Dr Claudia Soares
Historian and author
LATEST PROJECTS
In Care and After Care: Emotions, Institutions and Welfare
In Care and After Care: Emotions, Institutions, and Welfare in Britain, Australia and Canada, c. 1830-1930.
This project, generously funded by a British Academy Postdoctoral Fellowship, builds on my past work on children's care in the nineteenth and twentieth centuries, but takes a broader, global focus.
This research draws on ‘new’ imperial history approaches to explore the transnational circulation of childcare practices during a time when children’s rights and welfare were subjects of rigorous policy development across Britain, Australia and Canada.
The project also takes history of emotions approaches to examine children's care experiences, which remains a gap in scholarship to date.
A number of peer-reviewed articles, and a monograph are being prepared from this research project.
A Home from Home? Children's Social Care in Victorian and Edwardian Britain
A Home from Home? Children's Social Care in Victorian and Edwardian Britain is forthcoming, under contract with Oxford University Press. The book will provide a much-needed, detailed, and bottom-up study on institutionalised care for children in Britain from 1870-1920.
Calling upon a new body of evidence not yet examined in depth by historians – the
rich records of The Waifs and Strays Society (the second largest philanthropic children’s
residential institution established in the nineteenth century for destitute, outcast, and
friendless children, and which continues to operate today as The Children’s Society) – it
offers fresh perspectives on the history of children’s care, and reveals the significance of
specific types of caring practices that held particular cultural and ideological meanings. The
book integrates material culture and social history approaches to produce a new type of study
of children's institutional care, which challenges existing orthodoxies and complicates the
way in which we think about institutional childhood. By asking different questions of
surviving sources, the book considers how a sense of belonging, individuality, and
attachment were created in the children's institution through the examination of the key
narratives of home and family. Central to the book's argument is that home, family, and
belonging were significant dimensions to the institutional objectives of rescue and reform.
Despite underpinning the policies and practices of many institutions’ at the time, these
aspects of childcare ideology have been largely ignored by historians.

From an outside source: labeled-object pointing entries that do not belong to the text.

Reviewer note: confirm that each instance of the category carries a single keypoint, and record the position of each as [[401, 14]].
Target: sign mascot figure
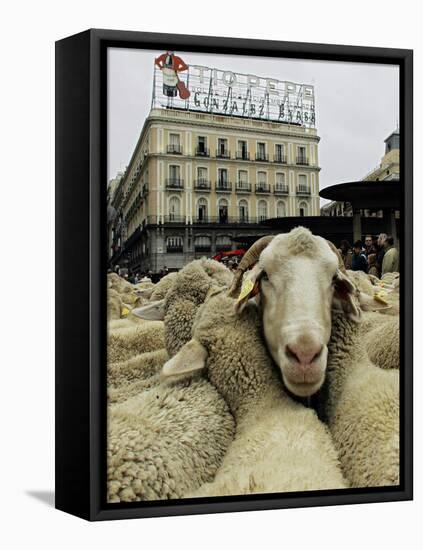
[[170, 65]]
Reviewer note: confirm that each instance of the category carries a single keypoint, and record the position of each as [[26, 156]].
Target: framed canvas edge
[[92, 451]]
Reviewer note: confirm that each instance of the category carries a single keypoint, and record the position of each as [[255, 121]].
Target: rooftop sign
[[210, 90]]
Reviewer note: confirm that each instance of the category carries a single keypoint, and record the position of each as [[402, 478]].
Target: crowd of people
[[376, 256]]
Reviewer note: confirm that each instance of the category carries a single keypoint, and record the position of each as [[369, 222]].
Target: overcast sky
[[357, 105]]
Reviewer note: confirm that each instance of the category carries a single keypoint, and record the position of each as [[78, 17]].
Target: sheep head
[[297, 279]]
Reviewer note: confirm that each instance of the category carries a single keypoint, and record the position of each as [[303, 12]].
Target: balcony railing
[[280, 159], [202, 247], [202, 152], [262, 157], [303, 190], [202, 185], [262, 188], [243, 187], [223, 187], [174, 249], [174, 149], [242, 155], [281, 189], [303, 161], [223, 154], [174, 218], [174, 183]]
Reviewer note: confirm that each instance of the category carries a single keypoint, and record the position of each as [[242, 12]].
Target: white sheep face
[[297, 274]]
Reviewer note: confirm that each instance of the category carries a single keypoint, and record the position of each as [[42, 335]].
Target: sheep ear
[[376, 302], [151, 312], [145, 292], [345, 294], [250, 288], [190, 358]]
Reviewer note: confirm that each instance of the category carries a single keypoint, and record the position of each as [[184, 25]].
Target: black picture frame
[[81, 265]]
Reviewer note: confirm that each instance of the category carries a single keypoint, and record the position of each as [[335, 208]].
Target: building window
[[202, 146], [174, 173], [222, 177], [303, 209], [243, 211], [262, 210], [174, 144], [174, 209], [202, 174], [223, 211], [261, 151], [222, 148], [202, 243], [261, 178], [301, 155], [174, 244], [202, 210], [279, 153], [242, 152], [223, 242], [280, 209]]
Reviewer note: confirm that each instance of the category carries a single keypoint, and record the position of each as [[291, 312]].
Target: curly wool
[[361, 405], [166, 441], [188, 292], [279, 445], [163, 286], [382, 344], [141, 337]]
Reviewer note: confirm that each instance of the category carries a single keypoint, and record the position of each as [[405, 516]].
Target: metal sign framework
[[235, 94]]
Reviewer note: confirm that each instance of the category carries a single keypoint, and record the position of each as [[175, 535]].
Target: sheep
[[114, 304], [360, 403], [189, 290], [142, 337], [382, 344], [279, 444], [127, 378], [166, 441]]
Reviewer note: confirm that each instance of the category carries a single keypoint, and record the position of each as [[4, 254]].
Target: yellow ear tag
[[247, 287], [379, 297]]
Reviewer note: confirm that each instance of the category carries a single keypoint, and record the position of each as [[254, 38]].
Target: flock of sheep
[[282, 377]]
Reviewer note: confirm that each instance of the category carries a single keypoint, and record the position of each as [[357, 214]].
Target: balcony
[[223, 187], [262, 157], [281, 189], [174, 149], [202, 152], [242, 155], [174, 218], [242, 187], [202, 185], [202, 247], [174, 249], [262, 188], [174, 184], [302, 161], [303, 190], [280, 159]]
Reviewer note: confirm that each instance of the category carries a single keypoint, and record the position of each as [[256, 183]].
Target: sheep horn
[[249, 259], [341, 264]]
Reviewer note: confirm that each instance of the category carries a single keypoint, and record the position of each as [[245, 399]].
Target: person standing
[[368, 246], [380, 251], [359, 260], [345, 251], [390, 261]]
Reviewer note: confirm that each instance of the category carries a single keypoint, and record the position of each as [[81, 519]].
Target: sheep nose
[[304, 354]]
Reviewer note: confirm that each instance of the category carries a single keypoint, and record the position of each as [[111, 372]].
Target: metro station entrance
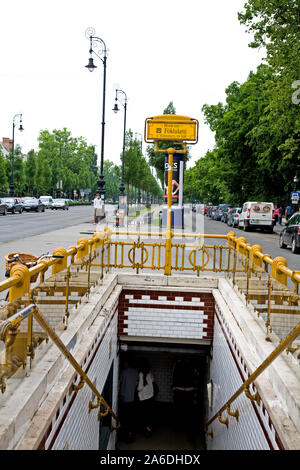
[[180, 371]]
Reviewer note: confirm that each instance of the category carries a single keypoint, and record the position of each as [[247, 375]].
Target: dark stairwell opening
[[179, 409]]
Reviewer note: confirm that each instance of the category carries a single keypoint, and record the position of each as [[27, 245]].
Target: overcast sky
[[159, 51]]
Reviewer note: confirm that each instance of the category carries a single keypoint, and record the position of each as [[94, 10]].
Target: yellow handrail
[[245, 386]]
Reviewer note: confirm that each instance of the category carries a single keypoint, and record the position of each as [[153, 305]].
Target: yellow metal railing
[[263, 280], [8, 333], [245, 387]]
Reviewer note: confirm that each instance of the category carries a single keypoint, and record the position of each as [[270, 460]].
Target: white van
[[47, 201], [257, 215]]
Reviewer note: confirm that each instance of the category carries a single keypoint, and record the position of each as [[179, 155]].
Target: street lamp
[[116, 109], [295, 190], [91, 67], [295, 182], [12, 185]]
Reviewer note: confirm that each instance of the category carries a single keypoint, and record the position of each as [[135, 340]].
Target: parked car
[[233, 216], [33, 204], [225, 213], [290, 234], [3, 207], [47, 201], [257, 215], [60, 204], [221, 209], [14, 204]]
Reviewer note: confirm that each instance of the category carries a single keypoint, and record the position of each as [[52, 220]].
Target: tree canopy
[[257, 129]]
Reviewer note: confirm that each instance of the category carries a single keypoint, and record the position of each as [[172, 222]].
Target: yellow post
[[169, 234]]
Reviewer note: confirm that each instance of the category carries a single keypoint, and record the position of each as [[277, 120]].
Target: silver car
[[60, 204]]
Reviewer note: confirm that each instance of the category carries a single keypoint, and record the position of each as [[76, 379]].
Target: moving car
[[47, 201], [60, 204], [290, 234], [233, 216], [14, 204], [3, 208], [33, 204], [257, 215]]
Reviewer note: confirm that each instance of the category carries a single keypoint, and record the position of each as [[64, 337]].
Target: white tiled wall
[[253, 430], [79, 429]]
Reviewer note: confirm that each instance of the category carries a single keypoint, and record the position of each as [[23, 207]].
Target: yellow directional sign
[[171, 127]]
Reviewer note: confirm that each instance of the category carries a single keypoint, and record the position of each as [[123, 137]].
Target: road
[[42, 232]]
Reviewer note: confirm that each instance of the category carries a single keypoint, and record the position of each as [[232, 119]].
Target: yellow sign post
[[171, 127], [176, 129]]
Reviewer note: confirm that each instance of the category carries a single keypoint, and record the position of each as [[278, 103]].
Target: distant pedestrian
[[145, 392], [288, 212], [129, 378], [280, 214], [98, 206]]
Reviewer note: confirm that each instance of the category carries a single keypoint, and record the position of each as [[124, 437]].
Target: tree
[[112, 175], [30, 169]]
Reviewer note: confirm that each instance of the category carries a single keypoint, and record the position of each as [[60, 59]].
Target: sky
[[159, 51]]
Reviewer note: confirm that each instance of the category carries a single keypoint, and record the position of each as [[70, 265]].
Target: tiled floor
[[167, 435]]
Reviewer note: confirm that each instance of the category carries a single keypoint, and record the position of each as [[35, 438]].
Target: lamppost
[[91, 67], [295, 190], [12, 185], [116, 109], [141, 147]]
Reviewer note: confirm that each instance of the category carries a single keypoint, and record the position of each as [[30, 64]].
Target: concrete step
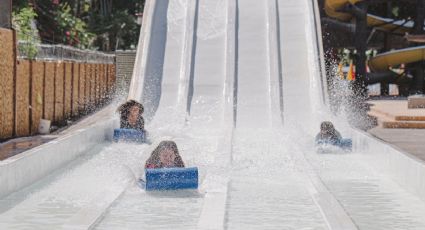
[[398, 117], [386, 121]]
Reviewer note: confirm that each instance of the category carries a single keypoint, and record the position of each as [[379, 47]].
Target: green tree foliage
[[73, 29], [23, 22], [94, 24]]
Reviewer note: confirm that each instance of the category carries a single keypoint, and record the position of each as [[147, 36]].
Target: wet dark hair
[[327, 125], [124, 109], [154, 158]]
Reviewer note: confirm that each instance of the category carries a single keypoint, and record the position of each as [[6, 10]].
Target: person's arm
[[338, 135], [317, 139], [150, 166]]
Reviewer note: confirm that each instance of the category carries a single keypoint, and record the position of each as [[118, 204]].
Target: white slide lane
[[237, 84]]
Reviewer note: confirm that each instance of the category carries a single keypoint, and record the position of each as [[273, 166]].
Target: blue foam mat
[[129, 135], [344, 143], [170, 179]]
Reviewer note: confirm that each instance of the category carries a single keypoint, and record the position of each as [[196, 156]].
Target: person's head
[[131, 110], [326, 127], [166, 155]]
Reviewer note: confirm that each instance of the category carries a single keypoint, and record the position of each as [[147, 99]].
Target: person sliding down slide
[[328, 135], [131, 116], [132, 124], [165, 170], [166, 155]]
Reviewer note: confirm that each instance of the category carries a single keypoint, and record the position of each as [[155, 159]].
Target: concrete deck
[[18, 145], [408, 140]]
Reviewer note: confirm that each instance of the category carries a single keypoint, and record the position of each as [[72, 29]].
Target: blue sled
[[344, 143], [129, 135], [170, 179]]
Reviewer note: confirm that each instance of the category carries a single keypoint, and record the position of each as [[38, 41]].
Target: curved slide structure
[[382, 61], [333, 9], [237, 85]]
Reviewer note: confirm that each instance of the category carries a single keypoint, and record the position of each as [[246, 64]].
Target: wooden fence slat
[[37, 95], [97, 84], [93, 86], [49, 88], [7, 61], [82, 91], [75, 88], [22, 112], [102, 85], [59, 92], [68, 89], [88, 87]]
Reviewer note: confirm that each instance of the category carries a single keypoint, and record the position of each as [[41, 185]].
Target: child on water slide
[[166, 155], [328, 134]]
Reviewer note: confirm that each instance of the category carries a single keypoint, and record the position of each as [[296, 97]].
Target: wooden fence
[[52, 90]]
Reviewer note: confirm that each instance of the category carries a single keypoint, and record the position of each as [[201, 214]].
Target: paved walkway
[[410, 140], [18, 145]]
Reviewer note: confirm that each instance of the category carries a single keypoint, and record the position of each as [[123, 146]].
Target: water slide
[[333, 9], [238, 85], [382, 61]]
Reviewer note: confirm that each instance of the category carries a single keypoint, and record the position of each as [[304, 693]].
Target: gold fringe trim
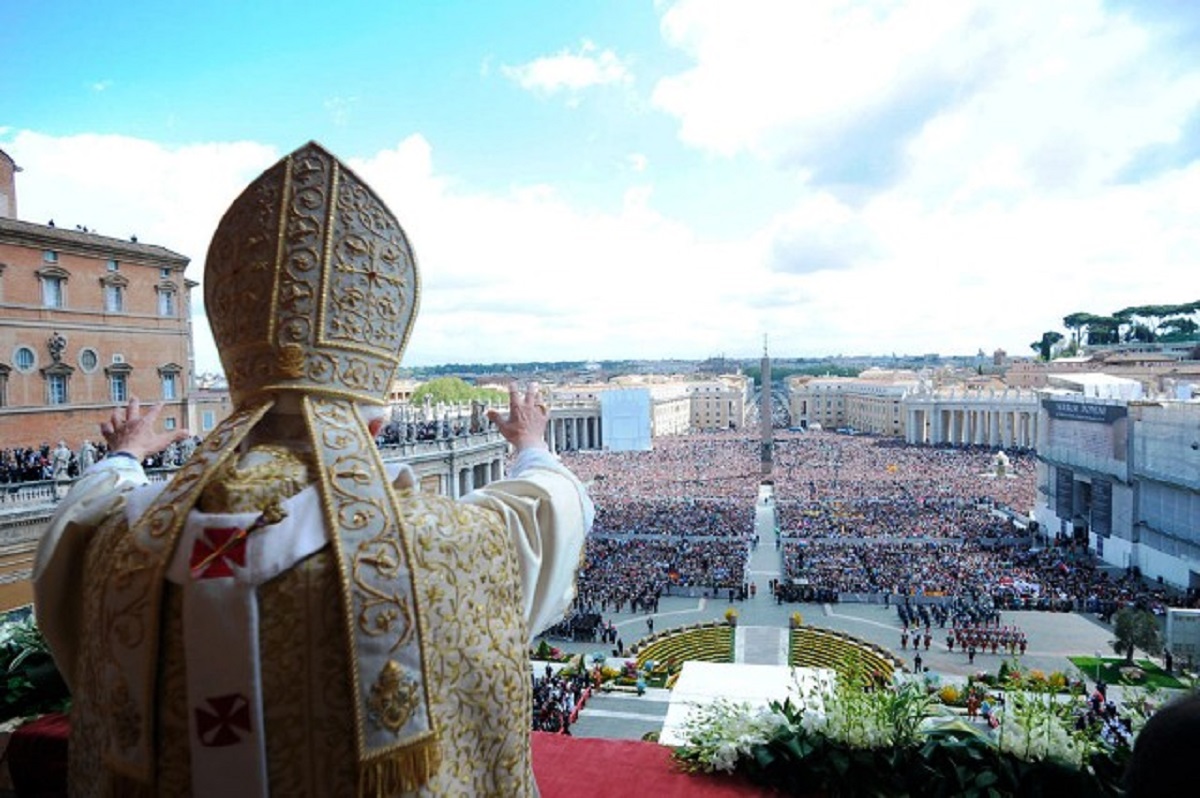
[[400, 771]]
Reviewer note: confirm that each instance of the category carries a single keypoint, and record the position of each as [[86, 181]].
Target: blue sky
[[654, 179]]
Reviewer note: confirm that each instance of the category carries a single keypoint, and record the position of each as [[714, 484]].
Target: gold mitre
[[310, 283]]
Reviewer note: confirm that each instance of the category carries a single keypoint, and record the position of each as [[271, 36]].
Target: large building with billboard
[[1123, 477]]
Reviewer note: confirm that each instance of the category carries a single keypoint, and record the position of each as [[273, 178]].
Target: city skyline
[[654, 180]]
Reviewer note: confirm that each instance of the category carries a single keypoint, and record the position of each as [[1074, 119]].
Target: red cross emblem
[[215, 550], [220, 723]]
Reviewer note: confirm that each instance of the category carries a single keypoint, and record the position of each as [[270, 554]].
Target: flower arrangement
[[547, 653], [857, 737], [30, 684]]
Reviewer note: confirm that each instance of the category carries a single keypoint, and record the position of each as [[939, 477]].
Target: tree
[[1044, 347], [1135, 629], [1104, 329], [453, 390], [1075, 323], [1177, 329]]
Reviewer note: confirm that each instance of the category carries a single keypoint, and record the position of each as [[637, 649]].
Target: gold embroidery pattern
[[394, 697], [381, 585], [127, 607], [465, 558], [339, 277]]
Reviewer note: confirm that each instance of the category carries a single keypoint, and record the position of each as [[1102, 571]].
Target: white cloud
[[1053, 95], [340, 109], [571, 72]]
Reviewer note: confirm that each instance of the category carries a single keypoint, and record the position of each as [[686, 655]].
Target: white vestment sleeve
[[58, 569], [547, 514]]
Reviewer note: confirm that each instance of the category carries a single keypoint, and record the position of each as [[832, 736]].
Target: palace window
[[168, 377], [54, 286], [57, 389], [114, 299], [118, 388], [114, 291], [167, 301], [119, 381], [24, 359], [89, 360], [52, 292]]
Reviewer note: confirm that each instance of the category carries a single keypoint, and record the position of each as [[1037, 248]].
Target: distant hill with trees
[[1133, 324]]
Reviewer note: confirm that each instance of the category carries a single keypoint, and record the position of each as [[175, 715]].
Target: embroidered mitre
[[311, 288]]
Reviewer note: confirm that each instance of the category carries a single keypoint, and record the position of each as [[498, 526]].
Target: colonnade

The book offers a radical rethink about the role, function, value and experiences of
children’s residential care, historically, making it unique in the existing historiography of
children’s care. By placing children’s experiences and subjectivities centrally, and by giving
expression to the voices and feelings of children, the book offers a more balanced view of the
range and diversity of care in the nineteenth and twentieth centuries. the book will complicate understandings of the relationships between institutions and inmates, and the social and cultural worlds of institutional inhabitants, thus providing a different perspective on child welfare history.